No one can accurately predict the future with any degree of confidence, especially when it comes to fish and wildlife populations. Biologists and hunters alike, however, will continue to strive for a snow goose population balanced with habitat needs and availability.

2004 regulations

The following regulations apply for North Dakota’s spring conservation season.

• The season runs through May 11.

• Shooting hours are from one-half hour before sunrise to one-half hour after sunset.

• Light geese include snow geese, both white and blue phases, and Ross’ geese.

• The entire state is open.

• Electronic and recorded calls, as well as shotguns capable of holding more than three shells, may be used to take light geese during this season.

• Non-toxic shot is required for hunting all light geese statewide.

• No waterfowl rest areas are designated for the spring season. Hunters should note that private land within waterfowl rest areas closed last fall may be posted closed to hunting.

• There is no daily bag limit or possession limit.

• Residents need either the following 2003-04 or 2004-05 licenses: hunting, fishing, and furbearer certificate, small game license, and a general game and habitat license; or a sportsmen’s license. 2004-05 licenses are currently available only from the Game and Fish Department’s Bismarck office, the Department’s website at www.discovernd.com/gnf, or by calling 800-406-6409.

• Nonresidents need a 2004 spring light goose season license. The cost is $50 and the license is good statewide (zones do not apply to the spring season). Licenses are available at the Department’s Bismarck office or website, and by calling 800-406-6409. Nonresidents who hunt the spring season remain eligible to buy a fall season license. The spring season does not count against the 14-day fall restriction.

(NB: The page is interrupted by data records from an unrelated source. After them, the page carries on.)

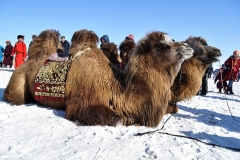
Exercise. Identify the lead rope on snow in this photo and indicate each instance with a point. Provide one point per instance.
(175, 104)
(226, 96)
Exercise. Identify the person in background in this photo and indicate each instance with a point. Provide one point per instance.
(20, 51)
(232, 65)
(1, 55)
(8, 58)
(104, 39)
(221, 84)
(33, 39)
(66, 47)
(204, 87)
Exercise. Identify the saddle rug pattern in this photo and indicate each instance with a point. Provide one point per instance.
(50, 80)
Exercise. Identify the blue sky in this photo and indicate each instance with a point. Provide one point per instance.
(216, 20)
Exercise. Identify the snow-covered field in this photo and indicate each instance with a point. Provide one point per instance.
(34, 132)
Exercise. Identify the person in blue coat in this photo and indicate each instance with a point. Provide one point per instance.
(1, 55)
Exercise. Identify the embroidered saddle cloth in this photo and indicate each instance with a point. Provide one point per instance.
(50, 80)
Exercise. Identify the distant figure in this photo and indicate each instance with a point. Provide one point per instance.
(232, 67)
(8, 58)
(20, 50)
(66, 47)
(204, 87)
(33, 39)
(210, 71)
(1, 55)
(221, 84)
(104, 39)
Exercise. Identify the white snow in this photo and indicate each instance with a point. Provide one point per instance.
(35, 132)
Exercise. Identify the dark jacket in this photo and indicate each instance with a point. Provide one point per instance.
(66, 46)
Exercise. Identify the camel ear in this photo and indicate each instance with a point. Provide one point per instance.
(144, 45)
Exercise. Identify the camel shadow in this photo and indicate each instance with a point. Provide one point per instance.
(211, 118)
(230, 142)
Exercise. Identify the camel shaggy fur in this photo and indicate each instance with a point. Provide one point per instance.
(97, 93)
(193, 70)
(111, 52)
(102, 95)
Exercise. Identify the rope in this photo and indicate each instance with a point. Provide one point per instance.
(211, 144)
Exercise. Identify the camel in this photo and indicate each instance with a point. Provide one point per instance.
(96, 92)
(192, 70)
(102, 95)
(126, 50)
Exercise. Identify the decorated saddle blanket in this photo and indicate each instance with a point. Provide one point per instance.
(50, 81)
(55, 57)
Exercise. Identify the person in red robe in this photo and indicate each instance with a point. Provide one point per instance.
(20, 51)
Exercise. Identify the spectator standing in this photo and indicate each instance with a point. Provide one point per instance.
(232, 65)
(221, 84)
(8, 58)
(66, 47)
(20, 51)
(1, 55)
(104, 39)
(33, 39)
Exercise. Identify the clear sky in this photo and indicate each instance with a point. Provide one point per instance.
(218, 21)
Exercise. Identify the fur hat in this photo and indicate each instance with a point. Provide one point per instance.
(20, 36)
(237, 52)
(130, 37)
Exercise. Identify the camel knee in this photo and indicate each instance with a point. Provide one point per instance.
(172, 108)
(93, 115)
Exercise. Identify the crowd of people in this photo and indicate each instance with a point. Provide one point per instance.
(227, 73)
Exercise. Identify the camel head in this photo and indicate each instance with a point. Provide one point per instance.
(126, 49)
(158, 49)
(110, 51)
(203, 52)
(46, 43)
(83, 39)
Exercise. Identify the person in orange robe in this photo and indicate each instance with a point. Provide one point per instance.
(20, 50)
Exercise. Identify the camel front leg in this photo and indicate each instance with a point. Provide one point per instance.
(92, 115)
(172, 108)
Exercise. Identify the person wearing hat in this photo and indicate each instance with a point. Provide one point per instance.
(20, 51)
(33, 39)
(7, 55)
(1, 55)
(104, 39)
(232, 65)
(66, 47)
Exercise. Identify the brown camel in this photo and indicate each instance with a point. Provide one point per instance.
(97, 93)
(20, 89)
(193, 70)
(126, 50)
(103, 96)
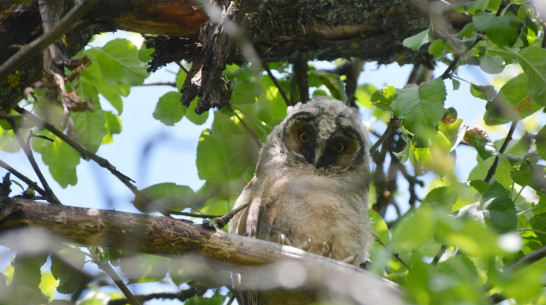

• A federal duck stamp is not required of either residents or nonresidents.

• All 2004 spring goose hunters must register with the Harvest Information Program; call toll-free, 888-634-4798; or, hunters purchasing a 2004-05 license from the Department’s office or website, as well as the 800-406-6409 number, will receive a HIP number at that time. Hunters who were HIP registered in fall 2003 must register again for the spring light goose season, but this HIP number is good for the fall season as well, so spring hunters should save it to record on their fall license.

• Driving off established roads and trails is strongly discouraged during this hunt because of the likelihood of soft, muddy conditions.


Comments

2 Comments on "Spring Goose Hunting in North Dakota"

  1. Jack Heesch on Mon, 1st Feb 2010 9:40 am 

    We are looking for a Spring goose hunt for the last week in March, 2010.
    It looks like we would have 4-6 guys. We are Wis. duck hunters and have never hunted waterfoul out-of-state.
    Please advise!!

  2. admin on Mon, 1st Feb 2010 10:21 am 

    Jack, I really don’t know any reputable guides that run in North Dakota. You should look into SD, a lot of them running there.